The film was shot in Vancouver, British Columbia. Prosthetic and animatronic effects were used for the film, and were provided by Steve Johnson's XFX Group and Stargate Films, Inc.

==Reception==
In December 2015, Megan Daley of Entertainment Weekly ranked Can of Worms at number 25 on a list of the top 30 Disney Channel Original Movies. Daley wrote, "While Can of Worms isn't as iconic of a PG-fright fest as Halloweentown, it does have a Malcolm McDowell-voiced pup — and an alien has never been so friendly and adorable. (Bonus points for a special appearance by a pre-Parenthood Erika Christensen.)"
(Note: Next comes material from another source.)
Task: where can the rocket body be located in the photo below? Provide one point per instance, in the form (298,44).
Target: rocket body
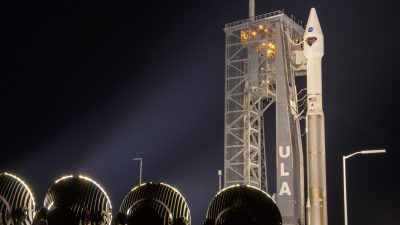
(313,51)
In May 2016, Aubrey Page of Collider reviewed each Disney Channel Original Movie released up to that point and placed Can of Worms at number 38. Page praised the film's "surprisingly creepy alien creatures" and noted the involvement of Paul Schneider, Mark Mothersbaugh and Malcolm McDowell, writing, "There's a lot of talent at work here in Can of Worms. [...] But that's not to say this one is good – it isn't. In fact, I certainly wouldn't have remembered this one at all if [the film's] wildly creative creatures hadn't kept me awake for a long, sleepless night in 1999."

==Re-airing==
Although not shown for many years, the film was broadcast as part of Disney Channel's 2006 "Hauntober Fest" in October. On October 23, 2007, the film reappeared as part of the Halloween film line-up on the Disney Channel. The film was a part of "Wiztober" in 2008 and 2009, which is a mix of Halloween films. Also, the film was re-aired on Disney Channel on October 9, 2011 as part of Disney's "Monstober" event, and on October 6, 2015. The film was also aired in May 2016, as part of Disney Channel's celebration of 100 Disney Channel Original Movies. The film, among other largely unseen DCOMs of the late 90s and early 2000s, was made available on Disney+.